2. The image sensor according to claim 1, wherein the image member is a silicon detector CCD, CMOS or a sensor that is configured to detect the image in the emission of the resulting energy from the downconverter.

3. The image sensor according to claim 1, wherein the intensity profile sensing member is a silicon detector CCD, CMOS or other sensor that can detect the beam intensity distribution in the emission of the resulting energy from the downconverter.

4. The image sensor according to claim 1, wherein the beam is a VUV, XUV, X-ray or Soft X-ray beam.

5. The image sensor according to claim 1, wherein the beam is in the 1 to 200 nm wavelength.

6. The image sensor according to claim 1, wherein the visible light is in the 380 to 700 nm wavelength.
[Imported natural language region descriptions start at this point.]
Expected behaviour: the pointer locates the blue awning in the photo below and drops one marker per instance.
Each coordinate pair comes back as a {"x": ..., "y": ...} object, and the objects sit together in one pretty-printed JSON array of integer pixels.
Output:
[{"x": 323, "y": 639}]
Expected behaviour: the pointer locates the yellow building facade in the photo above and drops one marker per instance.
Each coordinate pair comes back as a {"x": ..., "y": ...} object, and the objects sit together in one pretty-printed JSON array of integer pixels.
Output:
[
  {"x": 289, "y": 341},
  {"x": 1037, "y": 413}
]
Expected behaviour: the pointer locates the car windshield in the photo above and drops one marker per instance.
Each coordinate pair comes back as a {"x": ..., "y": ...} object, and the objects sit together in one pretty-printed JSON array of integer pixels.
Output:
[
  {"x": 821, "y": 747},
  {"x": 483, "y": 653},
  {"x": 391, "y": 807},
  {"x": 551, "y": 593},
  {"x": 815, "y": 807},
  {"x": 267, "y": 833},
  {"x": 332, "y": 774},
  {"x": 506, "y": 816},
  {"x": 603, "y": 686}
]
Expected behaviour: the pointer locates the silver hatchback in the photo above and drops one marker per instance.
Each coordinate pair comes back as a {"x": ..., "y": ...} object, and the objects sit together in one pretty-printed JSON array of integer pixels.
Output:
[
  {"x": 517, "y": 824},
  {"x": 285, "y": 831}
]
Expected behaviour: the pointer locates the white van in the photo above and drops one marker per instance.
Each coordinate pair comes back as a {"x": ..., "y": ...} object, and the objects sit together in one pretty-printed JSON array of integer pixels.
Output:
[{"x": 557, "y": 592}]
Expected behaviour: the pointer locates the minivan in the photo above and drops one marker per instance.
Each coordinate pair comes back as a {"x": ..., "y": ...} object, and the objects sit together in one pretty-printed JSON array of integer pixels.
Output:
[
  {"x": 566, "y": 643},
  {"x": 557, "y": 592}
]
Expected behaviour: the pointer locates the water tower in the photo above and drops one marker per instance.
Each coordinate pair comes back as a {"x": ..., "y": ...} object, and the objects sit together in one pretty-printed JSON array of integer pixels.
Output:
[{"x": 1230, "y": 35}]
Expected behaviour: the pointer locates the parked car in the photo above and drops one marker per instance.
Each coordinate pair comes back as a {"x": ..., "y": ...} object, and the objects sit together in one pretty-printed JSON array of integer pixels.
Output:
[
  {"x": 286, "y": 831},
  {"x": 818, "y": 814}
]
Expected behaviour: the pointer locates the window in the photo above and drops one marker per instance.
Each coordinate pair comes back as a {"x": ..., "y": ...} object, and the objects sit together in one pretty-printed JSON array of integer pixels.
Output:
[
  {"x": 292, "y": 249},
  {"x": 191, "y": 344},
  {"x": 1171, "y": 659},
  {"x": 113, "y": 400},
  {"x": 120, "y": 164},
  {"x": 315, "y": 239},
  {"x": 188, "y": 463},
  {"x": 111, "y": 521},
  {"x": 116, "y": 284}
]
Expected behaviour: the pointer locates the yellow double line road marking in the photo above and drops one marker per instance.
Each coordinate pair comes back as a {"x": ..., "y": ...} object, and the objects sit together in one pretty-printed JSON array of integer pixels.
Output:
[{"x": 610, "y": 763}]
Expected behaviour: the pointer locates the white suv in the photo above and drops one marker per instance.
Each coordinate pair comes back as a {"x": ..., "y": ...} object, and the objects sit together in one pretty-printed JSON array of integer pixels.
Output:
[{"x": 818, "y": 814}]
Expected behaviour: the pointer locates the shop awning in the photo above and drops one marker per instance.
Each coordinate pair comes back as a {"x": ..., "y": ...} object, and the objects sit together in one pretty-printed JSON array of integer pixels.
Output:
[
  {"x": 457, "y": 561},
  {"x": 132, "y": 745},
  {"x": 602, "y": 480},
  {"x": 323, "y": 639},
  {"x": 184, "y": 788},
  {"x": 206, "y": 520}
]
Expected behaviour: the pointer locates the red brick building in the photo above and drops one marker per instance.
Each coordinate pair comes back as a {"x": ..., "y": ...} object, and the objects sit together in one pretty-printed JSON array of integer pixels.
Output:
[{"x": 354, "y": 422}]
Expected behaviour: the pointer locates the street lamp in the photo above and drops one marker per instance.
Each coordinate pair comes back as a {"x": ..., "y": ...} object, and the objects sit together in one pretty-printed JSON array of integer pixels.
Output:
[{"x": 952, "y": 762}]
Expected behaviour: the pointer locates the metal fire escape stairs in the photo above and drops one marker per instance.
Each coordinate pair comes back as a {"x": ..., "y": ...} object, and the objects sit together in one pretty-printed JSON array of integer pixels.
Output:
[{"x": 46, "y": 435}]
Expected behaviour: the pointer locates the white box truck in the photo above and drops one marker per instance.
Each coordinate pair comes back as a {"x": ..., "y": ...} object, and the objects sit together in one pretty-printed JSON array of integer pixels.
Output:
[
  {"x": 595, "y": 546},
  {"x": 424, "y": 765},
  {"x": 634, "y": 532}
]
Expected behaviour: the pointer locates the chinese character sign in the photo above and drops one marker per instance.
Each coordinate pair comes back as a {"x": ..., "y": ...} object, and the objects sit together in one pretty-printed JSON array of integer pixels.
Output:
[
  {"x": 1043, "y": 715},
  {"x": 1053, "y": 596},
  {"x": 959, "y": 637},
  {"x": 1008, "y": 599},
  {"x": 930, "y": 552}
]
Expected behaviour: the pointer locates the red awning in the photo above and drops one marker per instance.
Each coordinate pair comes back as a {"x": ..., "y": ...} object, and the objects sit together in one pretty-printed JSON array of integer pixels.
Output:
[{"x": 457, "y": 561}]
7. The image sensor according to claim 1, wherein the near visible light is in the 700 to 1,500 nm wavelength.

8. The image sensor according to claim 1, wherein the relay optics comprise one or more optical fibers.

9. The image sensor according to claim 1, further comprising a vacuum window positioned between the downconverter and the relay optics.

10. The image sensor according to claim 9, further comprising a filter positioned between the vacuum window and the relay optics.

11. The image sensor according to claim 1, further comprising a computer configured to receive a signal from the imaging detector and display the signal as information on an electronic display.